Die vereinigende Bedeutung von Sex ist so wichtig, dass der Argumentationsstrang auch umgekehrt funktioniert. Statt mit dem Zweck der Fortpflanzung zu beginnen und zu überlegen, wie er mit der Vereinigung verbunden ist, kann man beim vereinigenden Zweck von Sex ansetzen, um dann zu überlegen, wie er mit der Fortpflanzung zusammenhängt. Warum ist das so?
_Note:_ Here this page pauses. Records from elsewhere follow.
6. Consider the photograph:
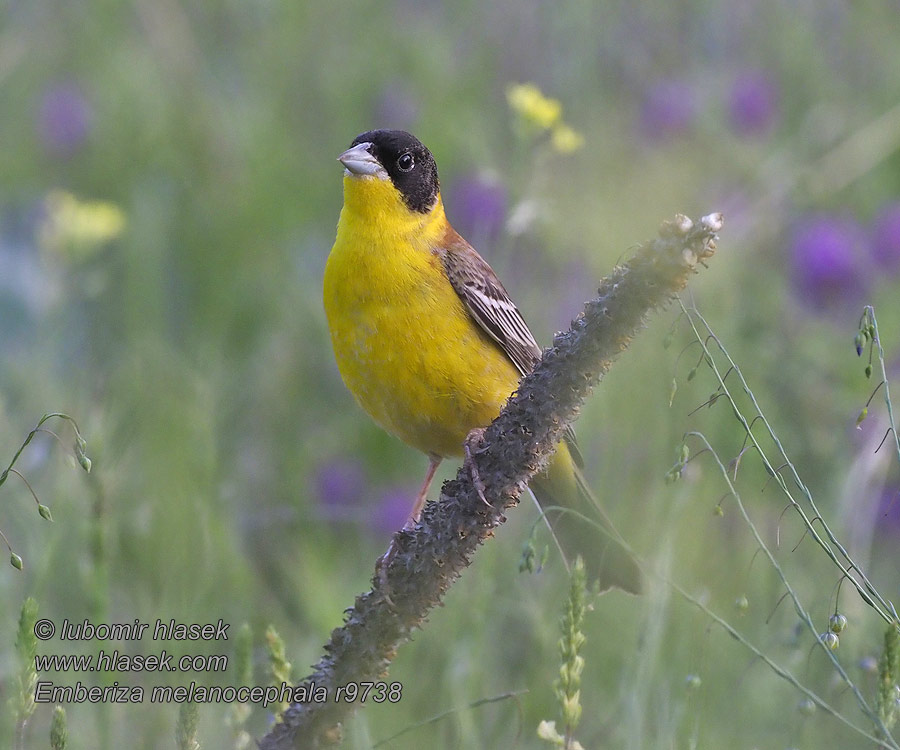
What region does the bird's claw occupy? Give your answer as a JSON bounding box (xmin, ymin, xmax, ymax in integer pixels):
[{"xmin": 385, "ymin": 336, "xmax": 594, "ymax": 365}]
[{"xmin": 463, "ymin": 427, "xmax": 495, "ymax": 510}]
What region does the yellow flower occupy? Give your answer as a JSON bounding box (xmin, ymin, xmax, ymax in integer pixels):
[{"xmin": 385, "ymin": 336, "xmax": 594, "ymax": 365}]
[
  {"xmin": 506, "ymin": 83, "xmax": 562, "ymax": 130},
  {"xmin": 40, "ymin": 190, "xmax": 125, "ymax": 260},
  {"xmin": 550, "ymin": 123, "xmax": 584, "ymax": 154}
]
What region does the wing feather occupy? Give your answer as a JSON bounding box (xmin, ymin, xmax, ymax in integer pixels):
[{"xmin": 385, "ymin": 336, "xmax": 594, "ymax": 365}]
[{"xmin": 438, "ymin": 229, "xmax": 584, "ymax": 467}]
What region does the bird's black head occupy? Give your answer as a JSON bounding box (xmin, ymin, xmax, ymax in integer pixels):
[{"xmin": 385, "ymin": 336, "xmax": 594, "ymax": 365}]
[{"xmin": 351, "ymin": 130, "xmax": 440, "ymax": 214}]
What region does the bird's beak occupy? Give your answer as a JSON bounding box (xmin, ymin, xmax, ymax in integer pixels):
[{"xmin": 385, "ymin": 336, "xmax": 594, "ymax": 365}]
[{"xmin": 338, "ymin": 142, "xmax": 387, "ymax": 177}]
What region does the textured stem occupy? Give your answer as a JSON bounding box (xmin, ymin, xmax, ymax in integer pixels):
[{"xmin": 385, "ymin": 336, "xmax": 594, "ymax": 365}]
[{"xmin": 259, "ymin": 214, "xmax": 722, "ymax": 750}]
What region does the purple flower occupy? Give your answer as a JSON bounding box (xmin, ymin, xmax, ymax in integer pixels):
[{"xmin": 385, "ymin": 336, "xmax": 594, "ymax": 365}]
[
  {"xmin": 789, "ymin": 214, "xmax": 865, "ymax": 308},
  {"xmin": 37, "ymin": 81, "xmax": 93, "ymax": 156},
  {"xmin": 640, "ymin": 79, "xmax": 696, "ymax": 141},
  {"xmin": 870, "ymin": 201, "xmax": 900, "ymax": 274},
  {"xmin": 728, "ymin": 70, "xmax": 781, "ymax": 135},
  {"xmin": 875, "ymin": 484, "xmax": 900, "ymax": 536},
  {"xmin": 443, "ymin": 175, "xmax": 508, "ymax": 245},
  {"xmin": 314, "ymin": 459, "xmax": 368, "ymax": 521}
]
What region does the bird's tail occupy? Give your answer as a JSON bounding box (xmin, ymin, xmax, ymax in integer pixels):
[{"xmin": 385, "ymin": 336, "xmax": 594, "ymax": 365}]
[{"xmin": 531, "ymin": 442, "xmax": 644, "ymax": 594}]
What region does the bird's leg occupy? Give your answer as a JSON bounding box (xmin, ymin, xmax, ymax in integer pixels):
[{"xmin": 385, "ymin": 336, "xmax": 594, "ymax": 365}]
[
  {"xmin": 403, "ymin": 453, "xmax": 443, "ymax": 531},
  {"xmin": 463, "ymin": 427, "xmax": 494, "ymax": 509},
  {"xmin": 375, "ymin": 453, "xmax": 442, "ymax": 602}
]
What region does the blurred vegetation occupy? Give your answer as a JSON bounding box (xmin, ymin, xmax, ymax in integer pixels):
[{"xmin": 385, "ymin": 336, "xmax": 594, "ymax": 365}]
[{"xmin": 0, "ymin": 0, "xmax": 900, "ymax": 750}]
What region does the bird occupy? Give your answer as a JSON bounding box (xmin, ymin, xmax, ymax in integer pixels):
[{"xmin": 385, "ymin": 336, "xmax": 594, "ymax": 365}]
[{"xmin": 323, "ymin": 130, "xmax": 642, "ymax": 593}]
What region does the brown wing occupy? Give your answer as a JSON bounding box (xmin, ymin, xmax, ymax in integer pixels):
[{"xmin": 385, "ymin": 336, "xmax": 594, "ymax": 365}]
[{"xmin": 440, "ymin": 229, "xmax": 583, "ymax": 466}]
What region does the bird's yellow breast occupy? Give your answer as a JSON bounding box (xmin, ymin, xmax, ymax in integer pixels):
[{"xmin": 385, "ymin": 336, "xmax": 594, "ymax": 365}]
[{"xmin": 324, "ymin": 176, "xmax": 519, "ymax": 457}]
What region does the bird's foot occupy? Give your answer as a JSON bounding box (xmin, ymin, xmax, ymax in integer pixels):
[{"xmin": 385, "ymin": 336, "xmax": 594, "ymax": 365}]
[{"xmin": 463, "ymin": 427, "xmax": 494, "ymax": 510}]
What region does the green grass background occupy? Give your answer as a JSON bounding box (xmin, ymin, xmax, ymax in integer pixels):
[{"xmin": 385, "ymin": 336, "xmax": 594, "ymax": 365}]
[{"xmin": 0, "ymin": 0, "xmax": 900, "ymax": 749}]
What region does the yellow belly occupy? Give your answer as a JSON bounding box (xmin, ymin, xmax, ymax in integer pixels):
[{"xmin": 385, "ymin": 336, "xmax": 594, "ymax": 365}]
[{"xmin": 324, "ymin": 188, "xmax": 519, "ymax": 457}]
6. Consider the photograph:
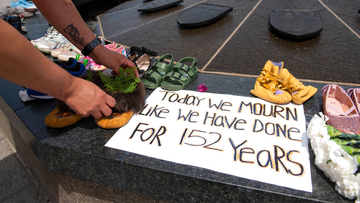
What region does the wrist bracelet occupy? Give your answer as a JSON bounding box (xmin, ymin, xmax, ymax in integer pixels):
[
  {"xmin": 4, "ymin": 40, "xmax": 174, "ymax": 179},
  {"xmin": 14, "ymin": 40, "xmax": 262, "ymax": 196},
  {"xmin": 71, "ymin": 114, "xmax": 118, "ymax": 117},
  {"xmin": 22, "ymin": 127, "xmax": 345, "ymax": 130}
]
[{"xmin": 81, "ymin": 38, "xmax": 101, "ymax": 56}]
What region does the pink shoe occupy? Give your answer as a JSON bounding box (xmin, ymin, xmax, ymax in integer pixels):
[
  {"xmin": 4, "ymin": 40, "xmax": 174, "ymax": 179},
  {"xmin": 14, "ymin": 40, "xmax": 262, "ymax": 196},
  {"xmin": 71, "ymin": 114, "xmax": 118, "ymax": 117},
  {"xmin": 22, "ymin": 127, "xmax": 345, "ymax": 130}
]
[
  {"xmin": 105, "ymin": 42, "xmax": 117, "ymax": 50},
  {"xmin": 347, "ymin": 88, "xmax": 360, "ymax": 114},
  {"xmin": 321, "ymin": 85, "xmax": 360, "ymax": 134},
  {"xmin": 78, "ymin": 56, "xmax": 106, "ymax": 71}
]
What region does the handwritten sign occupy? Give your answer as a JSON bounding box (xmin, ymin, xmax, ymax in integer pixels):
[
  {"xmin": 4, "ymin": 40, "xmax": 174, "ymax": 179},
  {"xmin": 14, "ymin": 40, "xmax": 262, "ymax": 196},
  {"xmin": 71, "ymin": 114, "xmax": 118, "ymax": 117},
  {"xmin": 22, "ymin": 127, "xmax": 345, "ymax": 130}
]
[{"xmin": 105, "ymin": 88, "xmax": 312, "ymax": 192}]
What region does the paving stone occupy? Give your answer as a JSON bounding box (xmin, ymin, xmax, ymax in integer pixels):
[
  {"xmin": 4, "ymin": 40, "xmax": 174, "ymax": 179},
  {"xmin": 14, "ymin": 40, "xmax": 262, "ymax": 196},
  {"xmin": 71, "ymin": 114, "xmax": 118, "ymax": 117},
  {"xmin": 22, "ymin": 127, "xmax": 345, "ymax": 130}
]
[
  {"xmin": 0, "ymin": 137, "xmax": 14, "ymax": 159},
  {"xmin": 0, "ymin": 154, "xmax": 32, "ymax": 202}
]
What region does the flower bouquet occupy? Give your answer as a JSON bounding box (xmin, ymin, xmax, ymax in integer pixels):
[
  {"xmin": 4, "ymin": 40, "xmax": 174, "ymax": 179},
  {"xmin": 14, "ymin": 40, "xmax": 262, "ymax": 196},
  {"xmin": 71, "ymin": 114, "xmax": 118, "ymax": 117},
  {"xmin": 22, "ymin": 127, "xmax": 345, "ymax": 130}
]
[{"xmin": 307, "ymin": 113, "xmax": 360, "ymax": 201}]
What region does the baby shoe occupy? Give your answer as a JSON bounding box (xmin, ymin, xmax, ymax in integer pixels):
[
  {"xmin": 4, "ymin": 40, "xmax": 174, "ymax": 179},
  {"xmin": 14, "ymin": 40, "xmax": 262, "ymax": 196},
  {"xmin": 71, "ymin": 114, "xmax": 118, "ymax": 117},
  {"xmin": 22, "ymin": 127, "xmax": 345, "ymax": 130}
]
[
  {"xmin": 321, "ymin": 84, "xmax": 360, "ymax": 134},
  {"xmin": 78, "ymin": 56, "xmax": 106, "ymax": 71},
  {"xmin": 347, "ymin": 88, "xmax": 360, "ymax": 114},
  {"xmin": 279, "ymin": 68, "xmax": 317, "ymax": 104},
  {"xmin": 250, "ymin": 60, "xmax": 292, "ymax": 104},
  {"xmin": 45, "ymin": 107, "xmax": 82, "ymax": 128}
]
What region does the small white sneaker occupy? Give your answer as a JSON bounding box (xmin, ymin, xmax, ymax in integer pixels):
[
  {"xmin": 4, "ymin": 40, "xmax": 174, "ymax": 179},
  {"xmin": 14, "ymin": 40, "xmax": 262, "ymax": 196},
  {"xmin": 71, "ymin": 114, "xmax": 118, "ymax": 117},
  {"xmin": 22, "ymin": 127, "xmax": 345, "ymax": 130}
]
[
  {"xmin": 31, "ymin": 27, "xmax": 67, "ymax": 54},
  {"xmin": 58, "ymin": 45, "xmax": 84, "ymax": 61}
]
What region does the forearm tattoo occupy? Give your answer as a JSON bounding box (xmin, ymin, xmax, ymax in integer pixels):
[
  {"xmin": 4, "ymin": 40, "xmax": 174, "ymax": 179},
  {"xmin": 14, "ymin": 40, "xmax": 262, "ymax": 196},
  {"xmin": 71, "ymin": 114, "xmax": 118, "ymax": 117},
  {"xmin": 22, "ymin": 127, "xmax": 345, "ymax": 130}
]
[{"xmin": 64, "ymin": 23, "xmax": 84, "ymax": 45}]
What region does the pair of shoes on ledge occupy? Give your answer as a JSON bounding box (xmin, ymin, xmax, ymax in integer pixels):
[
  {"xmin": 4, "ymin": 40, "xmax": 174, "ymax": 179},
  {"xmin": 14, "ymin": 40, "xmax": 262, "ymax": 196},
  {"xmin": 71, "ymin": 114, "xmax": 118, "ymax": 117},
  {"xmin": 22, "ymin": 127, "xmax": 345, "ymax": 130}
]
[
  {"xmin": 45, "ymin": 70, "xmax": 145, "ymax": 129},
  {"xmin": 250, "ymin": 60, "xmax": 317, "ymax": 104},
  {"xmin": 19, "ymin": 58, "xmax": 86, "ymax": 102},
  {"xmin": 321, "ymin": 84, "xmax": 360, "ymax": 134}
]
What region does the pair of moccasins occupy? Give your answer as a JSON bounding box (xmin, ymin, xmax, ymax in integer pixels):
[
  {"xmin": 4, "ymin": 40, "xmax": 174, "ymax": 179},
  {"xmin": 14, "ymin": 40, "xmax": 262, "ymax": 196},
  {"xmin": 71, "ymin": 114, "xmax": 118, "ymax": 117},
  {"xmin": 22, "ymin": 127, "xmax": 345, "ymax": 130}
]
[
  {"xmin": 45, "ymin": 72, "xmax": 145, "ymax": 129},
  {"xmin": 321, "ymin": 84, "xmax": 360, "ymax": 134},
  {"xmin": 142, "ymin": 54, "xmax": 198, "ymax": 90},
  {"xmin": 250, "ymin": 60, "xmax": 317, "ymax": 104}
]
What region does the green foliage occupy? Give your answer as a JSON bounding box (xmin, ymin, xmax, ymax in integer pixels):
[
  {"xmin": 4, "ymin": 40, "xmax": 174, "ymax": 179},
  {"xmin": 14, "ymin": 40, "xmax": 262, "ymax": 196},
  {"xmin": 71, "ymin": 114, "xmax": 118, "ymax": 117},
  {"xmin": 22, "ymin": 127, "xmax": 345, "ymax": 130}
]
[
  {"xmin": 86, "ymin": 69, "xmax": 93, "ymax": 82},
  {"xmin": 99, "ymin": 67, "xmax": 140, "ymax": 93}
]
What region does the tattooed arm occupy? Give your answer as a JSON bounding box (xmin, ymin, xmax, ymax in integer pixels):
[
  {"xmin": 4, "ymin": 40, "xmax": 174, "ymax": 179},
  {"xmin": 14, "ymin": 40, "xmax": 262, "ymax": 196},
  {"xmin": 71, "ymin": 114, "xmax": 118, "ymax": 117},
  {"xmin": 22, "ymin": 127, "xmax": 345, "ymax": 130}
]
[
  {"xmin": 33, "ymin": 0, "xmax": 138, "ymax": 76},
  {"xmin": 0, "ymin": 19, "xmax": 115, "ymax": 118}
]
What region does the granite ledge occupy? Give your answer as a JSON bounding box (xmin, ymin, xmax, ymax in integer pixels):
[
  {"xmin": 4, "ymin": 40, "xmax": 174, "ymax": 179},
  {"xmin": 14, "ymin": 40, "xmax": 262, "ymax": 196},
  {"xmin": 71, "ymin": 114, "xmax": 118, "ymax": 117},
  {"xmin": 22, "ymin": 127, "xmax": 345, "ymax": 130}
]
[{"xmin": 0, "ymin": 74, "xmax": 350, "ymax": 202}]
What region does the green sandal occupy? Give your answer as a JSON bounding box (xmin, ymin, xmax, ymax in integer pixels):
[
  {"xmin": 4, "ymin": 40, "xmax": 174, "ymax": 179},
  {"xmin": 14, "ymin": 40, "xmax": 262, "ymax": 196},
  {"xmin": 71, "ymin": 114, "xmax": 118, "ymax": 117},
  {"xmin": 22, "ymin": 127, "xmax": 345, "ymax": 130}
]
[
  {"xmin": 142, "ymin": 54, "xmax": 174, "ymax": 89},
  {"xmin": 161, "ymin": 57, "xmax": 198, "ymax": 90}
]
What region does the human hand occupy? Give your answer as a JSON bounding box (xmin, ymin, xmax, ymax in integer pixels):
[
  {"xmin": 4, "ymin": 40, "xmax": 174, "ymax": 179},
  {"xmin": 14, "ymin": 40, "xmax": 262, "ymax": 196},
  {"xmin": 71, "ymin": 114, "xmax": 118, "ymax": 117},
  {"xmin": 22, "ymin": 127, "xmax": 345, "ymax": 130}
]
[
  {"xmin": 63, "ymin": 77, "xmax": 115, "ymax": 118},
  {"xmin": 89, "ymin": 46, "xmax": 139, "ymax": 77}
]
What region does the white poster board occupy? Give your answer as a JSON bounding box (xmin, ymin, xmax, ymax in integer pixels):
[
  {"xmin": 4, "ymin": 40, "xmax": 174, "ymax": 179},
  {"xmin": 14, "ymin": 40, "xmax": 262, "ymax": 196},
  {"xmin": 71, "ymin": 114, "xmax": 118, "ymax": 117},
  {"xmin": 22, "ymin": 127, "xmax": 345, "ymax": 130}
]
[{"xmin": 105, "ymin": 88, "xmax": 312, "ymax": 192}]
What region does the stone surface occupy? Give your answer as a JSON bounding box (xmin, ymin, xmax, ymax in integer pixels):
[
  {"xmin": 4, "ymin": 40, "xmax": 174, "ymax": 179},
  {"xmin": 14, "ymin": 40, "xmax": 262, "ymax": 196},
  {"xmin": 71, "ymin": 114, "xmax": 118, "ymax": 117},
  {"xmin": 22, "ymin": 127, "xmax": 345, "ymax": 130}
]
[{"xmin": 0, "ymin": 153, "xmax": 31, "ymax": 202}]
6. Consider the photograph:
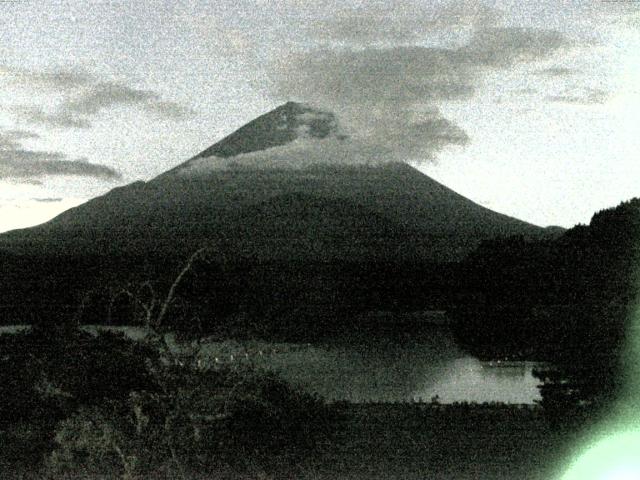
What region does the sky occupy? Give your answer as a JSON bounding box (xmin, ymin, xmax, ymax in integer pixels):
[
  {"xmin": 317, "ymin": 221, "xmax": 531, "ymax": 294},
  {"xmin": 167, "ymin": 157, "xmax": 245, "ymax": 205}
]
[{"xmin": 0, "ymin": 0, "xmax": 640, "ymax": 231}]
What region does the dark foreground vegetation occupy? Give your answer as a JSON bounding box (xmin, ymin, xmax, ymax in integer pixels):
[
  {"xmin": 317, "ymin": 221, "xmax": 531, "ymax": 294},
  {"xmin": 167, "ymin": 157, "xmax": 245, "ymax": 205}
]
[
  {"xmin": 0, "ymin": 327, "xmax": 332, "ymax": 479},
  {"xmin": 454, "ymin": 199, "xmax": 640, "ymax": 423}
]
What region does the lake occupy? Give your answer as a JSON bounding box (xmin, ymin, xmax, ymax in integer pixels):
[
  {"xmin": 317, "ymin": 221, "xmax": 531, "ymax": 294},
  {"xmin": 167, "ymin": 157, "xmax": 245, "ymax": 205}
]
[
  {"xmin": 196, "ymin": 327, "xmax": 541, "ymax": 404},
  {"xmin": 0, "ymin": 326, "xmax": 540, "ymax": 404}
]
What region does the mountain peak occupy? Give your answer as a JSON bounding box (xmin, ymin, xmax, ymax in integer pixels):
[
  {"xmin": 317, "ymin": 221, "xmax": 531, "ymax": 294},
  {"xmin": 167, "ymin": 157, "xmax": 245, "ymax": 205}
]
[{"xmin": 193, "ymin": 102, "xmax": 340, "ymax": 159}]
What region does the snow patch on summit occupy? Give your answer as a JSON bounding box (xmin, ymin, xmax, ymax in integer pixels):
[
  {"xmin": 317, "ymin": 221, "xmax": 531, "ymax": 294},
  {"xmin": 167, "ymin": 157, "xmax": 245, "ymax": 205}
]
[{"xmin": 178, "ymin": 133, "xmax": 395, "ymax": 176}]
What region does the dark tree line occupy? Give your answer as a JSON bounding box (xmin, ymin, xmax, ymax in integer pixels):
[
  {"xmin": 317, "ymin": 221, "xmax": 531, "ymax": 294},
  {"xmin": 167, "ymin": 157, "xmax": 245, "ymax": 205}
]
[{"xmin": 455, "ymin": 199, "xmax": 640, "ymax": 422}]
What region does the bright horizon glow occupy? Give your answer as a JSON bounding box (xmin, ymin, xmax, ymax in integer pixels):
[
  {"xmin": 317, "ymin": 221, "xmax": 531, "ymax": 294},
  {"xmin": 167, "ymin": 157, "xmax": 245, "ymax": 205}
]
[{"xmin": 0, "ymin": 0, "xmax": 640, "ymax": 232}]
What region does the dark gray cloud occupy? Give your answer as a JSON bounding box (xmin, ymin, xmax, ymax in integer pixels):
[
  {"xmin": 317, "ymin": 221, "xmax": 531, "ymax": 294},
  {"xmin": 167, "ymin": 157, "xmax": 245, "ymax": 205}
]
[
  {"xmin": 61, "ymin": 82, "xmax": 191, "ymax": 118},
  {"xmin": 0, "ymin": 130, "xmax": 121, "ymax": 180},
  {"xmin": 536, "ymin": 67, "xmax": 578, "ymax": 78},
  {"xmin": 0, "ymin": 67, "xmax": 195, "ymax": 128},
  {"xmin": 306, "ymin": 1, "xmax": 502, "ymax": 46},
  {"xmin": 0, "ymin": 149, "xmax": 121, "ymax": 180},
  {"xmin": 547, "ymin": 88, "xmax": 609, "ymax": 105},
  {"xmin": 271, "ymin": 26, "xmax": 569, "ymax": 161},
  {"xmin": 0, "ymin": 130, "xmax": 40, "ymax": 150},
  {"xmin": 456, "ymin": 27, "xmax": 570, "ymax": 68}
]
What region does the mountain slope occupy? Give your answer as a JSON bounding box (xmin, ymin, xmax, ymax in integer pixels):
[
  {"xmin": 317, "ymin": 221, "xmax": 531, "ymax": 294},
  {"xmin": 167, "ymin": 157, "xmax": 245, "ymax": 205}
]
[{"xmin": 0, "ymin": 103, "xmax": 546, "ymax": 326}]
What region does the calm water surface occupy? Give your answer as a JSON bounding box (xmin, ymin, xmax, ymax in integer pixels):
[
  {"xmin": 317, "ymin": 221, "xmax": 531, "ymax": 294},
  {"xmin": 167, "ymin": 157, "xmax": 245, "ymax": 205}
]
[{"xmin": 0, "ymin": 326, "xmax": 540, "ymax": 404}]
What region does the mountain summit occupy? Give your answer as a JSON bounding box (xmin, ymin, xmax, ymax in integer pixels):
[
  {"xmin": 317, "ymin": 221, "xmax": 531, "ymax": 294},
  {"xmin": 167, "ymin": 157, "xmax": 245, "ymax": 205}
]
[
  {"xmin": 164, "ymin": 102, "xmax": 346, "ymax": 175},
  {"xmin": 0, "ymin": 102, "xmax": 542, "ymax": 261},
  {"xmin": 0, "ymin": 103, "xmax": 544, "ymax": 323}
]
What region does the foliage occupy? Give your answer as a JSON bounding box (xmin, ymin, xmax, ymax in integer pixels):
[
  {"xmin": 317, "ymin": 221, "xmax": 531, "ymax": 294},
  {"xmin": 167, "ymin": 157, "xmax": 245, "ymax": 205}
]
[
  {"xmin": 0, "ymin": 328, "xmax": 331, "ymax": 478},
  {"xmin": 455, "ymin": 199, "xmax": 640, "ymax": 422}
]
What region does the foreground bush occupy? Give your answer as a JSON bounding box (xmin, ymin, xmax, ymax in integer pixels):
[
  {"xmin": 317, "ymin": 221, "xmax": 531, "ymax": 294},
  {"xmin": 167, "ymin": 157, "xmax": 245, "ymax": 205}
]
[{"xmin": 0, "ymin": 329, "xmax": 330, "ymax": 479}]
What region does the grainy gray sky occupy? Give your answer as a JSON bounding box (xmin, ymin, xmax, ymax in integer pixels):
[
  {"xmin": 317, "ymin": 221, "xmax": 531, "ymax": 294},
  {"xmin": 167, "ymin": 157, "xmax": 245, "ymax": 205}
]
[{"xmin": 0, "ymin": 0, "xmax": 640, "ymax": 231}]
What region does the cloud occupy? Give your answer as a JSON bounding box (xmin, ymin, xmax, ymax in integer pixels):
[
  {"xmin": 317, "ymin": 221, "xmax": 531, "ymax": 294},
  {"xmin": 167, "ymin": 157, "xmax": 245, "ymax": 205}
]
[
  {"xmin": 306, "ymin": 1, "xmax": 501, "ymax": 46},
  {"xmin": 547, "ymin": 88, "xmax": 609, "ymax": 105},
  {"xmin": 0, "ymin": 130, "xmax": 121, "ymax": 180},
  {"xmin": 536, "ymin": 67, "xmax": 577, "ymax": 77},
  {"xmin": 455, "ymin": 27, "xmax": 569, "ymax": 68},
  {"xmin": 32, "ymin": 197, "xmax": 64, "ymax": 203},
  {"xmin": 0, "ymin": 67, "xmax": 195, "ymax": 128},
  {"xmin": 0, "ymin": 130, "xmax": 40, "ymax": 150},
  {"xmin": 177, "ymin": 107, "xmax": 468, "ymax": 176},
  {"xmin": 0, "ymin": 65, "xmax": 93, "ymax": 92},
  {"xmin": 0, "ymin": 149, "xmax": 121, "ymax": 180},
  {"xmin": 271, "ymin": 22, "xmax": 569, "ymax": 162},
  {"xmin": 13, "ymin": 105, "xmax": 91, "ymax": 128}
]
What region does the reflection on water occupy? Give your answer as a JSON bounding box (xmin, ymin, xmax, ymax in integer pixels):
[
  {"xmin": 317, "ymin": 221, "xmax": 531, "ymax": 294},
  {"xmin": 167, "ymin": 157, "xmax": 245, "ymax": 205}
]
[
  {"xmin": 0, "ymin": 326, "xmax": 540, "ymax": 403},
  {"xmin": 244, "ymin": 328, "xmax": 540, "ymax": 403}
]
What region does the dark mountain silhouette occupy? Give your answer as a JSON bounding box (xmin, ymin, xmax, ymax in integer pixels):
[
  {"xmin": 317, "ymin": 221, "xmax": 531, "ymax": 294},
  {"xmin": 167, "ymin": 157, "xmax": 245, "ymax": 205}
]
[
  {"xmin": 0, "ymin": 102, "xmax": 550, "ymax": 332},
  {"xmin": 0, "ymin": 102, "xmax": 544, "ymax": 261}
]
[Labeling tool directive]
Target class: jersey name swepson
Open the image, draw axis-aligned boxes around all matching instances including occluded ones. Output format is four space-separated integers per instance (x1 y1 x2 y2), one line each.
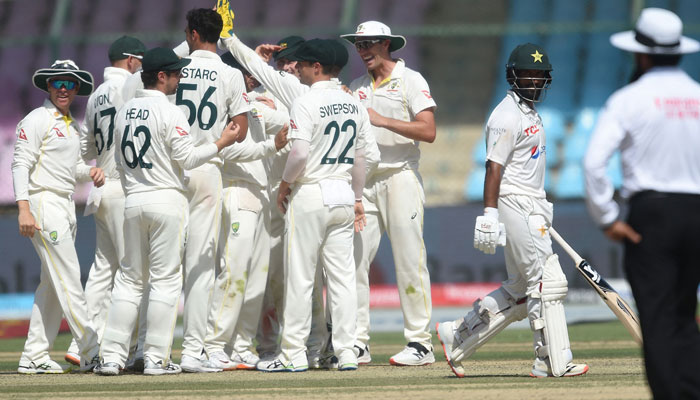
289 81 369 183
486 90 546 199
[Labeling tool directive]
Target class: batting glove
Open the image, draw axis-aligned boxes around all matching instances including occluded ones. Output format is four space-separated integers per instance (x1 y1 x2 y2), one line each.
474 207 506 254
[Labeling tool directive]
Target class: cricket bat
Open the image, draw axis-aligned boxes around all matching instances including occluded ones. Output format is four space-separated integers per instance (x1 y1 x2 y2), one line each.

Weil die Bedeutung der Einheit untrennbar mit den Kräften verbunden ist, die die Vereinigung herbeiführen. Wodurch vereinigen wir uns? Durch einen Akt, der intrinsisch offen für die Entstehung neuen Lebens ist. Jedes Mal, wenn ich mich sexuell hingebe, tue ich etwas, das eigentlich auf eine mögliche Empfängnis hinzielt. Jemand mag einwenden: „Das ist nicht wahr. Die Möglichkeit neuen Lebens ist nicht der Sinn von Sex, zumindest nicht für mich, weil ich es nicht will. Ich tue sogar etwas, um es zu verhindern.“ Bedauerlicherweise kann aber das, was Sie subjektiv beabsichtigen, das, was Ihr Akt objektiv bedeutet, nicht verändern. Ein leiblicher Akt ist wie ein Wort; wir kommunizieren nicht weniger durch das, was wir tun, als durch das, was wir sagen. Wenn hingegen die Aussage des Mundes dem widerspricht, was der Körper sagt, widerruft die Aussage des Körpers die des Mundes. Wenn mein Daumen Ihre Luftröhre abdrückt, sagt er Ihnen: „Sterben Sie jetzt!“, selbst wenn mein Mund die Worte formt: „Sie sollen leben“. Ein Fleisch zu werden sagt: „Ich gebe mich dir hin in allem, was dieser Akt bedeutet“, selbst wenn meine Lippen die Wörter formen: „Dies hat nichts zu bedeuten.“ Wenn zwei Personen sich einander vollständig hingeben, heißt es, dass sie das, was sie sind, als Ganzes hingeben; was sie als Ganzes sind, schließt ihren Körper mit ein; und diesen Körpern ist das Vermögen eingeschrieben, eine dritte Person ins Leben zu rufen. Es ist Teil dessen, was sie geben und empfangen.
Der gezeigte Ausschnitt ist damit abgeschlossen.